In late June the City of Windsor, Ont., and Your Quick Gateway (YQG) reached an agreement with Samsung Renewable Energy on a 400-acre (160-hectare) solar farm to be located on Windsor International Airport lands. If approved, the Class 3 Solar Facility would have a total maximum nameplate capacity of 50 MW. The land lease will be for a period of up to 24 years with an additional total financial benefit to the City of Windsor of C$25 million. It’s just the latest Samsung renewable energy project to debut in Ontario, which inked a major agreement with the company a few years ago.

Wind's making the Ontario news too, as a new documentary from Sun News Network called "Down Wind" drew a scolding reply from the Canadian Wind Energy Association (CanWEA): "Documentaries have a well-earned reputation as sources of positive social influence; yet Down Wind chooses instead to try to sway viewers by ignoring overwhelming scientific evidence and global experience," said the statement. Among other things, said CanWEA, "Renewables like wind energy are not key drivers of rising electricity bills: firm Power Advisory LLC confirms that wind energy accounted for only 5 percent of the increase in electricity bills between 2009 and 2012, with the bulk of rising rates due to upgrades of older power plants and transmission systems." The association offered other rejoinders to the documentary's assertions in this three-page backgrounder document.


The French Alps city of Grenoble will be electrified this fall by a new car-sharing plan involving EVs. The plan below shows how the program works.
Images courtesy of Toyota

Urban transport of the future will become a reality in October in the French city of Grenoble thanks to a partnership between the City of Grenoble, Grenoble-Alpes Métropole, EDF Group, Toyota and Citélib, as 70 Toyota "i-ROAD" and "COMS" ultra-compact electric vehicles will be available in a car-sharing program. Vehicles can be charged at around 30 charging stations managed by Sodetrel (EDF Group) and located close to public transport stops. Called " Citélib by Ha:Mo," the service is ready for pre-registration by Grenoble commuters on and will be operational for a three-year test period.

Research by Rhodium Group for the Risky Business Project — a new effort headed by co-chairs Michael R. Bloomberg, Henry Paulson, and Tom Steyer — concludes that climate-driven changes in heating and cooling will likely increase annual residential and commercial energy costs nationally by $474 million to $12 billion over the next 5 to 25 years and $8.5 billion to $30 billion by the middle of the century.

If you missed it first time around, check out the recent Site Selection Online Insider on business reaction to the EPA’s new Clean Power Plan.

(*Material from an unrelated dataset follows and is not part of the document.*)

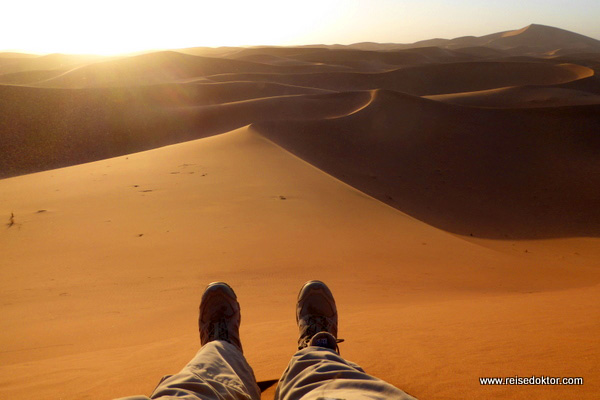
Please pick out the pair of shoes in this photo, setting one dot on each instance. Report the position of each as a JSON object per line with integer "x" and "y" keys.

More work may be headed to Vacationland, as Downeast LNG in June announced it will look to expand its 2005 proposal for an LNG import facility in Robbinston, on Passamaquoddy Bay, to include liquefaction and export capabilities. As it seeks to begin construction in 2016, it must still submit applications to FERC and the US Dept. of Energy. According to a study commissioned by Downeast LNG, over the three-year construction period, the LNG terminal would generate on average 2,350 full- and part-time jobs and labor income of $375 million. An estimated 1,100 construction jobs would be required during construction. After the terminal is completed, the permanent statewide impact of annual operations, including multiplier effects, would be an estimated $68 million in output, 337 full- and part-time jobs, and $21.6 million in labor income.

In the meantime, a bill approved by the US House of Representatives would speed up LNG exports.

Little Rock, Ark., has been chosen as the host city for the 2015 American Council for an Energy-Efficient Economy’s (ACEEE) National Conference on Energy Efficiency as a Resource. The conference, which will be held September 20-22, 2015, at the Statehouse Convention Center, is considered to be the country’s premier conference on the role of energy efficiency as a utility system resource.